Od tej książki wszystko się zaczęło. Ta książka po raz pierwszy sprawiła, że na poważnie zainteresowałem się inwestowaniem. Dzięki Van Tharpowi zacząłem też myśleć o tym zajęciu w bardziej profesjonalny sposób. Dowiedziałem się na przykład o istnieniu tak kluczowego elementu strategii inwestycyjnej jak zarządzanie ryzykiem i wielkością pozycji; znaczeniu odpowiedniego risk-to-reward ratio i oczekiwanego zwrotu czy ogromnego wpływu procesów psychologicznych na podejmowanie decyzji inwestycyjnych. Ta książka była dla mnie pierwszym olśnieniem i punktem zaczepienia do dalszego zgłębiania tematów, które poruszała. Żaden ranking najlepszych książek o inwestowaniu nie może się bez niej obejść.


2. „Trader doskonały” – Van K. Tharp

Druga pozycja tego samego autora, w której większy nacisk postawiony został, m.in. na psychologiczne aspekty inwestowania. „Trader doskonały”, pomimo infantylnego tytułu, zawiera sporo praktycznych porad, które krok po kroku pozwolą przeprowadzić początkujących przez proces budowania własnego i kompletnego systemu transakcyjnego opartego o wybraną strategię. Książka będzie niezłym rozwinięciem i uzupełnieniem wiedzy zawartej w „Giełda, wolność, pieniądze (…)”. Książka o rynku finansowym napisana prostym językiem, bez której psychologia inwestowania i zarządzanie własnymi emocjami pozostają nieodkrytą zagadką. 


3. „The Little Book That Beats the Market” – Joel Greenblatt, Andrew Tobias

Nie są to wspomnienia gracza giełdowego, ale bardzo lekka i błyskotliwa namiastka książki o inwestowaniu dla początkujących inwestorów utrzymana w rytmie rockandrollowej piosenki.

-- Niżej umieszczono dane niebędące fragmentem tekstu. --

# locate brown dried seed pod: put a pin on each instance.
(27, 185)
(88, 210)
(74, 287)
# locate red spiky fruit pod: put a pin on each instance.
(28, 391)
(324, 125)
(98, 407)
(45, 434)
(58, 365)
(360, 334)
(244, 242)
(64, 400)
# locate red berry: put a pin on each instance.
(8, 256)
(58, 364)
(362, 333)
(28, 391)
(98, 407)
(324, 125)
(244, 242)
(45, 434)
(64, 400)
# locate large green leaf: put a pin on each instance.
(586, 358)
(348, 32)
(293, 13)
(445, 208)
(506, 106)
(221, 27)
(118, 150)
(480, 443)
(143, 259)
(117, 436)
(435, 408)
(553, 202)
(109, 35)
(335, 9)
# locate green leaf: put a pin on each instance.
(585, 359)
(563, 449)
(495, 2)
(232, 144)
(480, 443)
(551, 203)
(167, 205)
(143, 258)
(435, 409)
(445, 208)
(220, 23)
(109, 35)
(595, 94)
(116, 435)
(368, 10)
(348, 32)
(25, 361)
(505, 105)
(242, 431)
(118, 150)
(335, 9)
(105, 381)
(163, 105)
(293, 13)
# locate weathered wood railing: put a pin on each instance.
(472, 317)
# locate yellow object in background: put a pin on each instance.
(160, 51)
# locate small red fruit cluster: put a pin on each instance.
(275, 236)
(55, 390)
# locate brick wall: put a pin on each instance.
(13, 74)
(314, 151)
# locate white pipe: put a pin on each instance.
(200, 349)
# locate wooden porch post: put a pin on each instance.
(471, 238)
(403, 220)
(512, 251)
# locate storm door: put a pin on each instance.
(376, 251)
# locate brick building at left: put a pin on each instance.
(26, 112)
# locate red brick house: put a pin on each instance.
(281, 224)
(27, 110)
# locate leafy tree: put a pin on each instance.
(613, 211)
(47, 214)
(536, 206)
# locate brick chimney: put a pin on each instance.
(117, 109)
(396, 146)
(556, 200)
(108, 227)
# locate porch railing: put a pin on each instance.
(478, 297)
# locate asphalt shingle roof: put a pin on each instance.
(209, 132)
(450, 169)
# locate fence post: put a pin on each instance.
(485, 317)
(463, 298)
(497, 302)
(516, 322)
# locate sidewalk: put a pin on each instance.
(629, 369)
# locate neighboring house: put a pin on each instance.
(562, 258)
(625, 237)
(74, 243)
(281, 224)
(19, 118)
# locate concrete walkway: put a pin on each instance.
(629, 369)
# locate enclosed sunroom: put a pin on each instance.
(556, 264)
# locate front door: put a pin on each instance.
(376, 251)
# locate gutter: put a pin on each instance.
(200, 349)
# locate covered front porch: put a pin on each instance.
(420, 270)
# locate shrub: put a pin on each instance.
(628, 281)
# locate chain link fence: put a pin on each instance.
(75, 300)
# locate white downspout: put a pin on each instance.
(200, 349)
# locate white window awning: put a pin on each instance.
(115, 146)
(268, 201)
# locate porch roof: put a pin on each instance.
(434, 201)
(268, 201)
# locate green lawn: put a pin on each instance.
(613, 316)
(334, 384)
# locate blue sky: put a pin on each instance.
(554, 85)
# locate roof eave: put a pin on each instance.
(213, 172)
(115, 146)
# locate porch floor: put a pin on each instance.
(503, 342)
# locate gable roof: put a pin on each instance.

W jeden wieczór (170 stron, stąd namiastka) można dowiedzieć się jak naprawdę działa giełda, skąd bierze się wycena akcji, dlaczego kurs spółek rośnie lub spada oraz jak wyliczyć zwrot z zainwestowanego kapitału lub wysokość zysku przypadającego na jedną akcję. Bestseller New York Times, Financial Times i Wall Street Journal. Pozycja obowiązkowa.

Więcej o tej książce pisałem w recenzji na blogu.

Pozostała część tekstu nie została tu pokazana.